Operation of python multiprocessing Multi process Parallel Computing
- 2021-09-16 07:29:55
- OfStack
multiprocessing package of python is a multi-process parallel computing package provided by the standard library, which provides API functions similar to threading (multithreading), but assigns tasks to different CPU compared with threading, avoiding the limitation of GIL (Global Interpreter Lock).
Next, we introduce the Pool and Process classes in multiprocessing.
Pool
It is more convenient to use Pool process pool to process tasks in parallel. We can specify the number of parallel CPU, and then Pool will automatically put tasks into the process pool to run. Pool contains several parallel functions.
apply apply_async
apply executes tasks one by one and has been deprecated in python3, while apply_async is an asynchronous execution version of apply. Parallel computation 1 must use apply_async function.
import multiprocessing
import time
from random import randint, seed
def f(num):
seed()
rand_num = randint(0,10) # Randomly generated every time 1 Pause time
time.sleep(rand_num)
return (num, rand_num)
start_time = time.time()
cores = multiprocessing.cpu_count()
pool = multiprocessing.Pool(processes=cores)
pool_list = []
result_list = []
start_time = time.time()
for xx in xrange(10):
pool_list.append(pool.apply_async(f, (xx, ))) # Not here get , Blocks the process
result_list = [xx.get() for xx in pool_list]

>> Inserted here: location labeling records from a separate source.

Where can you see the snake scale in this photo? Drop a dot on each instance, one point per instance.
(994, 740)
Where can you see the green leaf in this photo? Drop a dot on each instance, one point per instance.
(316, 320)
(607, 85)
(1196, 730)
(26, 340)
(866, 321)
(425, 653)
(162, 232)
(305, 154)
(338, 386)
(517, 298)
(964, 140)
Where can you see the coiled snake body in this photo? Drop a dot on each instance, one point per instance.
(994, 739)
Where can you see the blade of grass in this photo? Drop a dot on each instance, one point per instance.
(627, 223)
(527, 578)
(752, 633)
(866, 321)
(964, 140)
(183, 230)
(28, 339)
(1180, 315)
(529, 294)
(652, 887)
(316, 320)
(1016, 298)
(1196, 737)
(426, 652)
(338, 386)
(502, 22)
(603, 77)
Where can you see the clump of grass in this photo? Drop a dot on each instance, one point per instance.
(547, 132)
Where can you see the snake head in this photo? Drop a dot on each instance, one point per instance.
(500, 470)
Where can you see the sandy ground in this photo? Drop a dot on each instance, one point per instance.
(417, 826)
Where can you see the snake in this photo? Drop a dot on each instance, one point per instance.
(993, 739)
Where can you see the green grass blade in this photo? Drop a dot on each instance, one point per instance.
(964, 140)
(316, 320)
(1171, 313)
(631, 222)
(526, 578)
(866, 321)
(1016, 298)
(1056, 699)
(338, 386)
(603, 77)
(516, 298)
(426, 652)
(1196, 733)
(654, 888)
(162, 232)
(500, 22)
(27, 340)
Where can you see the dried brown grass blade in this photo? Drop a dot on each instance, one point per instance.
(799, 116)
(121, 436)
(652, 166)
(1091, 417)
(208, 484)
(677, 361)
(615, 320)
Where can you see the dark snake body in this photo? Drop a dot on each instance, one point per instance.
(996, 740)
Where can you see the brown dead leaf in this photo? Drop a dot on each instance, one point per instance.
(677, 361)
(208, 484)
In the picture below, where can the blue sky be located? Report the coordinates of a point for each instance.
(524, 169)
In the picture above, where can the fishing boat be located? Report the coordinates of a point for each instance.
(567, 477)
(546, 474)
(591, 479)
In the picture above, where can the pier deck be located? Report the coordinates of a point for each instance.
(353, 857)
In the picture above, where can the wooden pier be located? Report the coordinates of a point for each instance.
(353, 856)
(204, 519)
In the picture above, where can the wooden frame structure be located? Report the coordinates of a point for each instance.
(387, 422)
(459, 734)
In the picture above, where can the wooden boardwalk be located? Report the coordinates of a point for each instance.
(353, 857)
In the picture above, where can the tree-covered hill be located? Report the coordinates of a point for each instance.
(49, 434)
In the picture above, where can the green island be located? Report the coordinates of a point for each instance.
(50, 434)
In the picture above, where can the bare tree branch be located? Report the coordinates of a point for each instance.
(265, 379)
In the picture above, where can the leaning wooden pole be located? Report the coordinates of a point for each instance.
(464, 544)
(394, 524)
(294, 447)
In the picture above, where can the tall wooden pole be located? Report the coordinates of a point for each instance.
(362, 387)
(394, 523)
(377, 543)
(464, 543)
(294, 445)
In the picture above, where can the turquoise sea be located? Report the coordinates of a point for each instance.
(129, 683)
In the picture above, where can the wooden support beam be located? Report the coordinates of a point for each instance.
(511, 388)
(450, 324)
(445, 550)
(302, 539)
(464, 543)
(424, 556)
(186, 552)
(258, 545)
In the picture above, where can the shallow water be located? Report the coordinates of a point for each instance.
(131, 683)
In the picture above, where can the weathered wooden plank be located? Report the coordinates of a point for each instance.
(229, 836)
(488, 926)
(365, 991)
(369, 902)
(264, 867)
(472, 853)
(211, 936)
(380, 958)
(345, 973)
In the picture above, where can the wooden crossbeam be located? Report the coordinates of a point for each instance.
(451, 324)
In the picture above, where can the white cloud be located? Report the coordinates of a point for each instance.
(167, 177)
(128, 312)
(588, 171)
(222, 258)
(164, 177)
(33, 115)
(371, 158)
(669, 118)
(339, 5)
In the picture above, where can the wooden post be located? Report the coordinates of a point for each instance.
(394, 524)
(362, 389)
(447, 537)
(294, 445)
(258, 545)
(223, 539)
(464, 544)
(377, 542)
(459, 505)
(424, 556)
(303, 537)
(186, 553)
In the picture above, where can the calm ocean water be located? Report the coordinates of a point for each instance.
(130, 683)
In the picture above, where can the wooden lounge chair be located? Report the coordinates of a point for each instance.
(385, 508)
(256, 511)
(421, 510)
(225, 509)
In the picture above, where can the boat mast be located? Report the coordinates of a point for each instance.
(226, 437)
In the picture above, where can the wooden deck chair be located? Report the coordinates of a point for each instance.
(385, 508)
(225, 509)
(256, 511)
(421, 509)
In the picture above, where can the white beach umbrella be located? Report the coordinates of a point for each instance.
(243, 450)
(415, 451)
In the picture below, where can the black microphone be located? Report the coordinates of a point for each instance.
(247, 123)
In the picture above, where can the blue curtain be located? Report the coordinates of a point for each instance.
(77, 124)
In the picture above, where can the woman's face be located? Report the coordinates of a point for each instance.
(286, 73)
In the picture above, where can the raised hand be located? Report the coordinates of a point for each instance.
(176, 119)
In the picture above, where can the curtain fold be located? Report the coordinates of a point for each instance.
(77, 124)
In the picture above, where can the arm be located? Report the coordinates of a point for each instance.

# Here, some people have to wonder why not directly in for Direct in loop result.get() What about? This is because pool.apply_async Subsequent statements are blocking execution, calling result.get() Will wait 1 The following tasks will not be assigned until the tasks are executed 1 A mission. In fact, getting the return value is best done after the process pool is reclaimed to avoid blocking subsequent statements.
# Finally, we use 1 The following statement recycles the process pool:
pool.close()
pool.join()
print result_list
print ' Time spent in parallel %.2f' % (time.time() - start_time)
print ' Serial time spent %.2f' % (sum([xx[1] for xx in result_list]))
#[(0, 8), (1, 2), (2, 4), (3, 9), (4, 0), (5, 1), (6, 8), (7, 3), (8, 4), (9, 6)]
# Time spent in parallel 14.11
# Serial time spent 45.00
map map_async
map_async is the asynchronous execution function of map.
Compared with apply_async, map_async can only accept one parameter.
import time
from multiprocessing import Pool
def run(fn):
#fn: Function arguments are the 1 Elements
time.sleep(1)
return fn*fn
if __name__ == "__main__":
testFL = [1,2,3,4,5,6]
print ' Serial :' # Sequential execution ( That is, serial execution, single process )
s = time.time()
for fn in testFL:
run(fn)
e1 = time.time()
print " Sequential execution time: ", int(e1 - s)
print ' Parallel :' # Create multiple processes and execute them in parallel
pool = Pool(4) # Create Owns 5 Process pool with the number of processes
#testFL: The list of data to process, run : Handling testFL Function of data in list
rl =pool.map(run, testFL)
pool.close()# Close the process pool and no longer accept new processes
pool.join()# The main process blocks and waits for the child process to exit
e2 = time.time()
print " Parallel execution time: ", int(e2-e1)
print rl
# Serial :
# Sequential execution time: 6
# Parallel :
# Parallel execution time: 2
# [1, 4, 9, 16, 25, 36]
Process
When using Process, we must pay attention to the fact that Process object is used to create processes, and every process occupies 1 CPU, so the number of processes to be established must be less than or equal to CPU.
If too many processes are started, especially when CPU-intensive tasks are encountered, the efficiency of parallelism will be reduced.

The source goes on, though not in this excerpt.